If someone in the family wants to watch TV, you can keep playing your Wii U game on the tablet. The console will also play older Nintendo Wii games.
The tablet – which also includes a camera, microphone and speaker – is lightweight and comfortable, and the half-dozen games and other demos were a blast.
Sony also unveiled new hardware at the show. The PlayStation Vita will soon replace the Sony PlayStation Portable (PSP), bringing console-like graphics to a hand-held system for the first time. Be sure to check out Uncharted: Golden Abyss on YouTube.
You can play games in one of four ways: via the 5-inch OLED touch screen, the back touch panel, various buttons and dual analog sticks, and a built-in gyroscope. The “PS-Vita” also boasts dual cameras, Internet connectivity, customizable apps, and the ability to chat with friends while playing online.
Shoot now, ask questions later
Action games were all the rage at this year’s E3, including a number of firstand third-person shooters. Amassing much of the buzz at the show were sequels with a “3″ in their name: Activision’s Call of Duty: Modern Warfare 3, Electronic Arts’ Battlefield 3, Ubisoft’s Far Cry 3, EA/BioWare’s Mass Effect 3 (see below), Sony’s Uncharted 3: Drake’s Deception and Microsoft Game Studios’ Gears of War 3. Whew. One of the most impressive shooters was 2K Games’ BioShock Infinite – which is also the third game in the popular franchise – and the behind-closed-doors demo had game journalists, like yours truly, in a word, breathless.
The wildly strange and imaginative action sequel takes place on a floating air city in an alternate 1912, as you attempt to rescue a mysterious young woman with uncontrollable powers. The stunningly detailed world, memorable characters and intense action sequences – including the ability to hop on a roller-coaster-like rail system to get around – all adds to the immersive experience.
Keep it Canadian
Canadian-made games were well represented – and received – at E3 2011.
EA/BioWare’s Mass Effect 3, for example, is an actionheavy role-playing game that had the crowds buzzing over its epic storyline (featuring hundreds of thousands of lines of dialogue), vast areas to explore and intense tactical combat.

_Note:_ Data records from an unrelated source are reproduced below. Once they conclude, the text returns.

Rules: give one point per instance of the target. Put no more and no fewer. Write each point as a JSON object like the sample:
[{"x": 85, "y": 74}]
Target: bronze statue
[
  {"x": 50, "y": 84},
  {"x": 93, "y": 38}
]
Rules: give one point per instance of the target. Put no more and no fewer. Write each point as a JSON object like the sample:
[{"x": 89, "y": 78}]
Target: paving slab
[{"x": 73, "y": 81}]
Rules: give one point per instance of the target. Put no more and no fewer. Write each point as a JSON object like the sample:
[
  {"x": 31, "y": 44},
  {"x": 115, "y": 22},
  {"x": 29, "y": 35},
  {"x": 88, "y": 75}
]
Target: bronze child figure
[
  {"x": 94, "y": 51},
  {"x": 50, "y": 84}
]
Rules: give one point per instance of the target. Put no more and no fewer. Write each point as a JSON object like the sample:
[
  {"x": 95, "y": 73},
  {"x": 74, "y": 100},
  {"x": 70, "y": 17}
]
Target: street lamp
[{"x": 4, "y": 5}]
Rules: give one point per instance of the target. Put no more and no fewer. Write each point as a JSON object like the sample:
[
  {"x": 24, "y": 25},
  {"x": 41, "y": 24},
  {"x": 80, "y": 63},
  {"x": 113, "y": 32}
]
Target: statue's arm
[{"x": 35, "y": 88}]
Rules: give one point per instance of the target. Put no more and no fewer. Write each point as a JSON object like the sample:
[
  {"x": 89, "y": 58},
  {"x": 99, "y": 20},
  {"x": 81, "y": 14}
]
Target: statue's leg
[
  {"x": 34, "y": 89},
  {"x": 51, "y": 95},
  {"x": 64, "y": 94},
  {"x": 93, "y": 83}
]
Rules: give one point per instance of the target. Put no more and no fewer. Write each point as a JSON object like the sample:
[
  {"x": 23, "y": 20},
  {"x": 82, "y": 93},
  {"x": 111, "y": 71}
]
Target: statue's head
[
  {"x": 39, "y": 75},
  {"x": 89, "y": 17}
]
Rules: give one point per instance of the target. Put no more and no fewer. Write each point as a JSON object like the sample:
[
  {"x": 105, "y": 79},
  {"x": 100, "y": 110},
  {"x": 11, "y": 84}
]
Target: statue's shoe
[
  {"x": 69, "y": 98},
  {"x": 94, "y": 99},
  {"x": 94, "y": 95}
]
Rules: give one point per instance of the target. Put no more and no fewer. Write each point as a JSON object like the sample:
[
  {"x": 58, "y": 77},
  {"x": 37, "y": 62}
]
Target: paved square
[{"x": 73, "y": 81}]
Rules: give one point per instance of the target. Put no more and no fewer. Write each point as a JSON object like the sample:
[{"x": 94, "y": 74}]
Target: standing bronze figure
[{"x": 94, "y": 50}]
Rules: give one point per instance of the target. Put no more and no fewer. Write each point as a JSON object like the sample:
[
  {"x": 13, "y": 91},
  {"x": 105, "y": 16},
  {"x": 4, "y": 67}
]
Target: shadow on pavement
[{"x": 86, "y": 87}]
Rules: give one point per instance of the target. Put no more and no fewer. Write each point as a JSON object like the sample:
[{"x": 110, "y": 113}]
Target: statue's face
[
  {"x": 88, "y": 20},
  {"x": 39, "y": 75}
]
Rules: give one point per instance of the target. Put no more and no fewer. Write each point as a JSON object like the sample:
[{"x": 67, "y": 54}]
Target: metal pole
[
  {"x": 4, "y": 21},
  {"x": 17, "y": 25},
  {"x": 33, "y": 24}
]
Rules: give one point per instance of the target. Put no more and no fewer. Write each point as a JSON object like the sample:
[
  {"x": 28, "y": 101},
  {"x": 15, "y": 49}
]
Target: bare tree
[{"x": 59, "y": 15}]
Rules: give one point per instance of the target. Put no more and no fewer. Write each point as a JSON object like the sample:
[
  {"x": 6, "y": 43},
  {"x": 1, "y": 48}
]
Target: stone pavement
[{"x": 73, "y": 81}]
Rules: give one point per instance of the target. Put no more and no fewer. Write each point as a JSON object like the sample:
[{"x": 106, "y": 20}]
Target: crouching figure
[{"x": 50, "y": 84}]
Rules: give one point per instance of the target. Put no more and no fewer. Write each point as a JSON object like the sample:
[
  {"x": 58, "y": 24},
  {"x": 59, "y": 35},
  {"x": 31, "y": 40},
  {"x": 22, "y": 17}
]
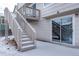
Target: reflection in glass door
[
  {"x": 56, "y": 30},
  {"x": 62, "y": 30},
  {"x": 66, "y": 30}
]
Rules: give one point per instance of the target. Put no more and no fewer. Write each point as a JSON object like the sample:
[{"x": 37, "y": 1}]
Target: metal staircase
[{"x": 23, "y": 32}]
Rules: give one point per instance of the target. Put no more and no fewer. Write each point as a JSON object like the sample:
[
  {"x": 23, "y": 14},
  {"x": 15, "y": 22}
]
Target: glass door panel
[
  {"x": 56, "y": 30},
  {"x": 66, "y": 30}
]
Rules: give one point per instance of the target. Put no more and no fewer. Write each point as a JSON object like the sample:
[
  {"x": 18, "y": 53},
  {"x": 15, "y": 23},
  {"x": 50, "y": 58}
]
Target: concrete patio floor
[{"x": 43, "y": 49}]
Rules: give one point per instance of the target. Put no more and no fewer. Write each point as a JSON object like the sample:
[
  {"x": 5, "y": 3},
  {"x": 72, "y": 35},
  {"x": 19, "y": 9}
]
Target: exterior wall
[
  {"x": 43, "y": 28},
  {"x": 76, "y": 30},
  {"x": 56, "y": 7}
]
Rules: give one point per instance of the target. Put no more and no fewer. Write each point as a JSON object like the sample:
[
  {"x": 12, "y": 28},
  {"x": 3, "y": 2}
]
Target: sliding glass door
[{"x": 62, "y": 30}]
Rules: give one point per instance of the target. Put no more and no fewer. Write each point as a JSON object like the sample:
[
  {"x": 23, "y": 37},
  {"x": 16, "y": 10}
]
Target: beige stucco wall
[
  {"x": 76, "y": 30},
  {"x": 43, "y": 28},
  {"x": 54, "y": 7}
]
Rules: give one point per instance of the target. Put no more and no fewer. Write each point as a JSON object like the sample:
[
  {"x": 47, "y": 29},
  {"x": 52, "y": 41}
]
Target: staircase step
[
  {"x": 29, "y": 47},
  {"x": 27, "y": 43},
  {"x": 26, "y": 39}
]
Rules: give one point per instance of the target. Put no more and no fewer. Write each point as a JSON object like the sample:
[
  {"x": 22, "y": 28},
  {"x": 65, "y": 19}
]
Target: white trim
[{"x": 72, "y": 29}]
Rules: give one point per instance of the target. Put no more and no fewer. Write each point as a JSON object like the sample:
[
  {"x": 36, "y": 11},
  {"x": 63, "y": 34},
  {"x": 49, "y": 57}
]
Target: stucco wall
[
  {"x": 43, "y": 28},
  {"x": 76, "y": 30},
  {"x": 54, "y": 7}
]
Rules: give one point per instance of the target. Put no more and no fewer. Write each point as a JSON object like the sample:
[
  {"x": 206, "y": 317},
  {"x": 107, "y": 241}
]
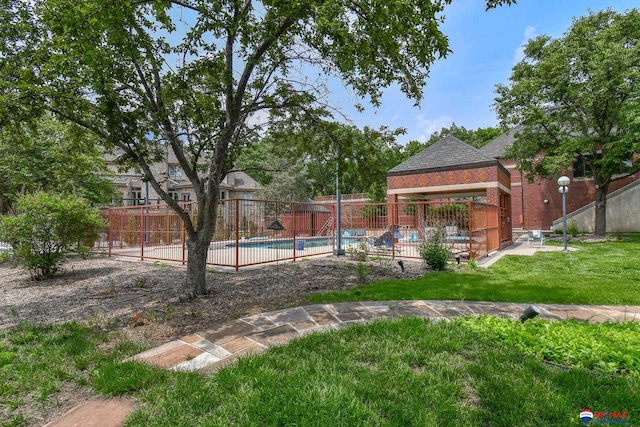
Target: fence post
[
  {"x": 470, "y": 225},
  {"x": 142, "y": 232},
  {"x": 183, "y": 238},
  {"x": 110, "y": 233},
  {"x": 293, "y": 207},
  {"x": 237, "y": 222}
]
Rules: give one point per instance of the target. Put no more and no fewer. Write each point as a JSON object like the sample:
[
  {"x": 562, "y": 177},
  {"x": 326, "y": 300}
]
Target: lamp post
[
  {"x": 338, "y": 251},
  {"x": 563, "y": 182}
]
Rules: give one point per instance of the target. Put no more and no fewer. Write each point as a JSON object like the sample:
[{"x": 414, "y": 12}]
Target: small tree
[
  {"x": 47, "y": 228},
  {"x": 434, "y": 252}
]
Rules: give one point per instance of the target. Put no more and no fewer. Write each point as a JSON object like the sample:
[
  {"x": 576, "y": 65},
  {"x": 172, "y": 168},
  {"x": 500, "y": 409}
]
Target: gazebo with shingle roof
[{"x": 450, "y": 169}]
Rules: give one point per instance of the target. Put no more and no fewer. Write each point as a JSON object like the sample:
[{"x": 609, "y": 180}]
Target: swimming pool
[{"x": 309, "y": 242}]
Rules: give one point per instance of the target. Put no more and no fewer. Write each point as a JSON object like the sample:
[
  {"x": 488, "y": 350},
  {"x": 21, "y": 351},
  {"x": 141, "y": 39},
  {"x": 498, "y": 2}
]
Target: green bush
[
  {"x": 434, "y": 252},
  {"x": 47, "y": 228},
  {"x": 572, "y": 229}
]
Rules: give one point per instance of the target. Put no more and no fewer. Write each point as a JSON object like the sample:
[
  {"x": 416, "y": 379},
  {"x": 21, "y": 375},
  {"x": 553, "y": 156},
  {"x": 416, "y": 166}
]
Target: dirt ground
[{"x": 141, "y": 298}]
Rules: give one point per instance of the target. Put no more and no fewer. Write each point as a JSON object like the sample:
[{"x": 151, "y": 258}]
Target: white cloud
[
  {"x": 529, "y": 33},
  {"x": 425, "y": 126}
]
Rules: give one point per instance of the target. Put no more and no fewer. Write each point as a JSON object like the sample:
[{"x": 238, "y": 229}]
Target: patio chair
[{"x": 535, "y": 236}]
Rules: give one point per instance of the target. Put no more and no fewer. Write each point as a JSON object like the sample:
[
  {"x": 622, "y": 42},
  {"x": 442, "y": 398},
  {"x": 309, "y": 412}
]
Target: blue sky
[{"x": 485, "y": 45}]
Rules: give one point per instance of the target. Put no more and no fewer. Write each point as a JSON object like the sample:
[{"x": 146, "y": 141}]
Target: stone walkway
[{"x": 211, "y": 349}]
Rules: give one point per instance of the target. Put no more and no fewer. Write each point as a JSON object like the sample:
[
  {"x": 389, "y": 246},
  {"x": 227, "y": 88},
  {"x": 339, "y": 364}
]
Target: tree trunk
[
  {"x": 197, "y": 267},
  {"x": 601, "y": 210}
]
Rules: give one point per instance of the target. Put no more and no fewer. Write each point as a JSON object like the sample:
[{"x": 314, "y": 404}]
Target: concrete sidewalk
[{"x": 520, "y": 247}]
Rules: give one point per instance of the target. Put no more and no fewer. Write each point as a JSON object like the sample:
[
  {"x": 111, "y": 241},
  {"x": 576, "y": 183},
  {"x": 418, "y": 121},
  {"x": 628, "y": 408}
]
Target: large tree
[
  {"x": 196, "y": 75},
  {"x": 577, "y": 98}
]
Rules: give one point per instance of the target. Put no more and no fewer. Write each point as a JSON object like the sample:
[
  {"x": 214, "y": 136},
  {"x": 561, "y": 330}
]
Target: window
[
  {"x": 580, "y": 167},
  {"x": 175, "y": 171},
  {"x": 136, "y": 196}
]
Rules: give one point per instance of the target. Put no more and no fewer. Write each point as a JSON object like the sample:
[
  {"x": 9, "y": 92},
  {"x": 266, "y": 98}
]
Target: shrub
[
  {"x": 572, "y": 229},
  {"x": 434, "y": 252},
  {"x": 47, "y": 228}
]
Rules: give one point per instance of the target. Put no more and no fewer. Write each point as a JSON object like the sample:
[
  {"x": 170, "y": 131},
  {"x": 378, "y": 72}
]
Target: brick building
[
  {"x": 134, "y": 191},
  {"x": 451, "y": 169}
]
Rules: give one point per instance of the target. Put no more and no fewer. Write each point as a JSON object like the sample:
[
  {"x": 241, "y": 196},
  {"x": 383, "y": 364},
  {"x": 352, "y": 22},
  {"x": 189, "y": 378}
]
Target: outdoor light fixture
[
  {"x": 563, "y": 182},
  {"x": 529, "y": 313}
]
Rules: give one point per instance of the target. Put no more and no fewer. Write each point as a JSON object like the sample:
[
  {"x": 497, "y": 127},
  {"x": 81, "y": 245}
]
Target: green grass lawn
[
  {"x": 605, "y": 273},
  {"x": 409, "y": 372}
]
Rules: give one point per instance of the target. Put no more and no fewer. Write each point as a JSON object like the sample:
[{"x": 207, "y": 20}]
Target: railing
[{"x": 243, "y": 235}]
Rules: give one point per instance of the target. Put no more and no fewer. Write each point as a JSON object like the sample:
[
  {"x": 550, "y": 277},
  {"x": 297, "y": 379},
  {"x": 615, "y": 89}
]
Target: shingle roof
[
  {"x": 497, "y": 147},
  {"x": 449, "y": 152}
]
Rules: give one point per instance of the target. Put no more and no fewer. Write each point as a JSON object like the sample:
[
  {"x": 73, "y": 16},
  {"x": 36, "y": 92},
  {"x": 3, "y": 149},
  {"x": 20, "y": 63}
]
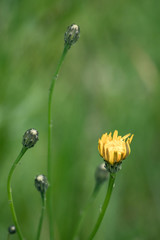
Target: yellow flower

Picking up where its award-winning predecessor left off, you’ll once again step into the shoes of Commander Shepard, who must protect the human civilization from an ominous force.
While the game also will be available for PlayStation 3 and Windows when it debuts next March, the Xbox 360 version support the Kinect peripheral, allowing gamers to give verbal commands to their computer-controlled squadmates, as well as converse with characters in the game.

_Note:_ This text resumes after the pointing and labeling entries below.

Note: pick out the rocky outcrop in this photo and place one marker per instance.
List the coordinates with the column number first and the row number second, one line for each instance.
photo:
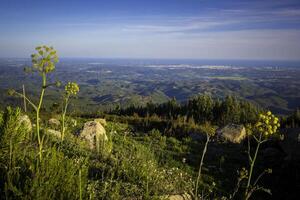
column 102, row 121
column 93, row 132
column 233, row 133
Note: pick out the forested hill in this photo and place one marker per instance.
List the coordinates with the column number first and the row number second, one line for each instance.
column 200, row 109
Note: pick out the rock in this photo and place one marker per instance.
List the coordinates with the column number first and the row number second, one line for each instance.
column 233, row 133
column 94, row 133
column 178, row 197
column 24, row 121
column 102, row 121
column 53, row 132
column 54, row 123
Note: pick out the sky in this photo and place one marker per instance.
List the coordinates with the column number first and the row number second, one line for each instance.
column 190, row 29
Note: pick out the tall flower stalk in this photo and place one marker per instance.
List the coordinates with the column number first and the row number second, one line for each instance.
column 266, row 126
column 71, row 89
column 209, row 130
column 43, row 62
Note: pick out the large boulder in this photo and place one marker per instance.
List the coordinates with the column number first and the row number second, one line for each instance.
column 24, row 121
column 102, row 121
column 233, row 133
column 94, row 133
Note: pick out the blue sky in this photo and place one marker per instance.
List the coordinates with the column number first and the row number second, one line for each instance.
column 199, row 29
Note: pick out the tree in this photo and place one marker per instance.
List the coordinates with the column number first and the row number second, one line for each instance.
column 265, row 127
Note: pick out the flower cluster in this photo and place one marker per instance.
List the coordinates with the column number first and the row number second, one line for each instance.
column 44, row 60
column 267, row 124
column 72, row 88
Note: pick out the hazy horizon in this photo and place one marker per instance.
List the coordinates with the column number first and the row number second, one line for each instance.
column 192, row 29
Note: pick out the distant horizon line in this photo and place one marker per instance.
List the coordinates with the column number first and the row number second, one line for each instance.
column 146, row 58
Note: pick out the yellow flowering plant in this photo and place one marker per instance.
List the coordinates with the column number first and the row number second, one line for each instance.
column 71, row 89
column 266, row 126
column 43, row 63
column 209, row 131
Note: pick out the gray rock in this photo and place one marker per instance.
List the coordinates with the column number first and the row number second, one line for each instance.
column 233, row 133
column 102, row 121
column 94, row 133
column 54, row 133
column 177, row 197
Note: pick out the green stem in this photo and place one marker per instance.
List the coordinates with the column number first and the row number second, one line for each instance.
column 38, row 115
column 80, row 190
column 63, row 117
column 252, row 167
column 200, row 167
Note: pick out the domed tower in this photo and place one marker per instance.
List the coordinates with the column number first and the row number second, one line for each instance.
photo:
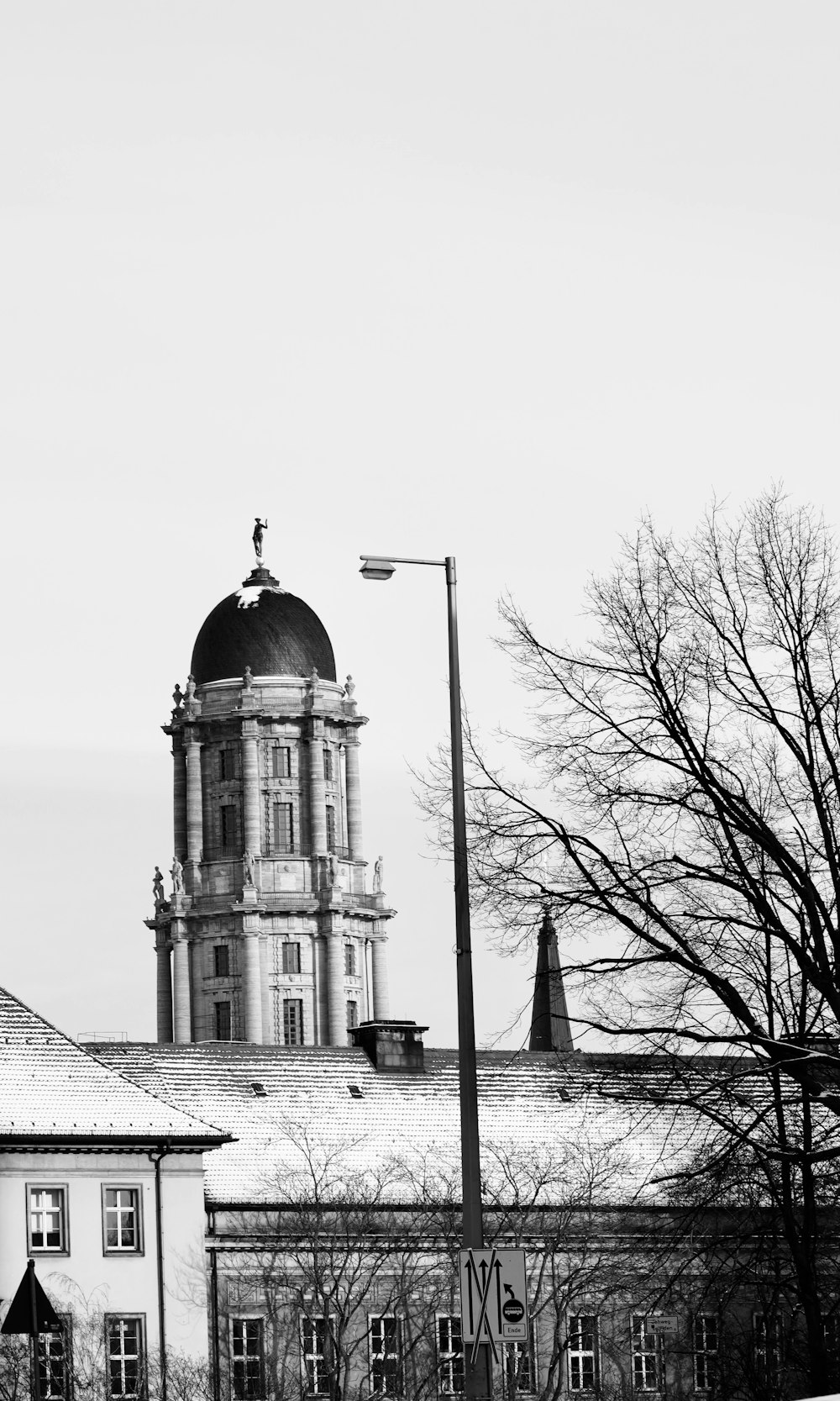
column 269, row 935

Other impressive Canadian games include EA Canada’s new SSX (an over-thetop snowboarding title out in 2012), Eidos Montreal’s Deus Ex: Human Revolution (a futuristic role-playing game) and Ubisoft Montreal’s Assassin’s Creed: Revelations (the latest chapter in the celebrated franchise).
For the kiddies
Activision’s Call of Duty: Modern Warfare 3 might get all the press, but the California-based publisher likely has another monster hit on their hands – for younger gamers. Out this holiday season for all major consoles and the PC, Skylanders: Spyro’s Adventure is part toy, part video game. Players get three small action figures that, when placed on the “Portal of Power” – a small disc that plugs into the video game machine’s USB port – unlocks that character inside the action role-playing game. There are roughly 30 action figures to collect in total, each with their own unique skills and abilities, and you can “level up” the in-game character over time. When you bring your Skylanders figurine to someone else’s Portal of Power – even if it’s on another console – your character and all of its powers are teleported into the game.

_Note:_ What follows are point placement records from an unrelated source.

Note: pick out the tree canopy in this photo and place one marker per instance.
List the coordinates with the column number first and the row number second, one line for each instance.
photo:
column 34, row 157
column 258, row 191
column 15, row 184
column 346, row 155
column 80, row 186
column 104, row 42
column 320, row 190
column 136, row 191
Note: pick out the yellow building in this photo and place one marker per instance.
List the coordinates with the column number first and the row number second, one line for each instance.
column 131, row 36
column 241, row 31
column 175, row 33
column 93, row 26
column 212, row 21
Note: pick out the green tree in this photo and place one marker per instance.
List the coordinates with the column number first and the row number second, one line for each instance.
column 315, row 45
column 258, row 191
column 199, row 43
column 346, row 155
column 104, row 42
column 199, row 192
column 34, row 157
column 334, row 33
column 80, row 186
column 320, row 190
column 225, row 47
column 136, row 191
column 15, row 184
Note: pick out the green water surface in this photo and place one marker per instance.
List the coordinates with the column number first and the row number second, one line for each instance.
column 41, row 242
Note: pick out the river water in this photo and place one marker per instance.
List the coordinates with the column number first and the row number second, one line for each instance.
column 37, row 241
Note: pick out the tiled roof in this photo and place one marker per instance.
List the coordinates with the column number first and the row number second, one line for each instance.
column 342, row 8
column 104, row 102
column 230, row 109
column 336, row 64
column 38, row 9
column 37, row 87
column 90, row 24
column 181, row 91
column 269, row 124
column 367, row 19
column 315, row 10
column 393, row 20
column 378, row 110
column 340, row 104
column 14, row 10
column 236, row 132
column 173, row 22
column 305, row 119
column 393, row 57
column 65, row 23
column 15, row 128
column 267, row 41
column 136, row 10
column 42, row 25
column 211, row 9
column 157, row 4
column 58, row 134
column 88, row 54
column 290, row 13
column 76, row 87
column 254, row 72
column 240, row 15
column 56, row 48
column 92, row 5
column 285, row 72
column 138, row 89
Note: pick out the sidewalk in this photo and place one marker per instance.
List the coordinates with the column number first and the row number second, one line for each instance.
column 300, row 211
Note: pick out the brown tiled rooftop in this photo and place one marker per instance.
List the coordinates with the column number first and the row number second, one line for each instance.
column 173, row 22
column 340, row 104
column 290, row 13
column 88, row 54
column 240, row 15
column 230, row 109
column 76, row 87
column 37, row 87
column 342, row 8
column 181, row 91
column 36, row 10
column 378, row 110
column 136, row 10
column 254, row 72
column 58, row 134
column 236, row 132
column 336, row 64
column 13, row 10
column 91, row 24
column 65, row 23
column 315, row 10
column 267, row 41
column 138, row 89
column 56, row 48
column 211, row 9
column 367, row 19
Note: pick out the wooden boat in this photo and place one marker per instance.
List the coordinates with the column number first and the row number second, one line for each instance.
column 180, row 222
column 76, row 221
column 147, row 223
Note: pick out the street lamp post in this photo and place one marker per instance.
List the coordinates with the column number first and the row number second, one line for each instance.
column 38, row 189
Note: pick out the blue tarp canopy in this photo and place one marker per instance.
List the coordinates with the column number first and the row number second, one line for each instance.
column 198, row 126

Microsoft has also impressed the participants with the next set of games that use the popular Kinect Xbox 360 peripherals. Children will fall in the charm of Kinect Disneyland Adventures, where you can walk in the park, take virtual images of Disney characters and start over a dozen motion-sensing games (with a friend by your side, if you like). Coming this fall in love Kinect is Warner Bros. ‘Sesame Street: Once upon Monster, that uses Kinect camera so that the children play with Elmo, Cookie Monster and other Sesame Street characters.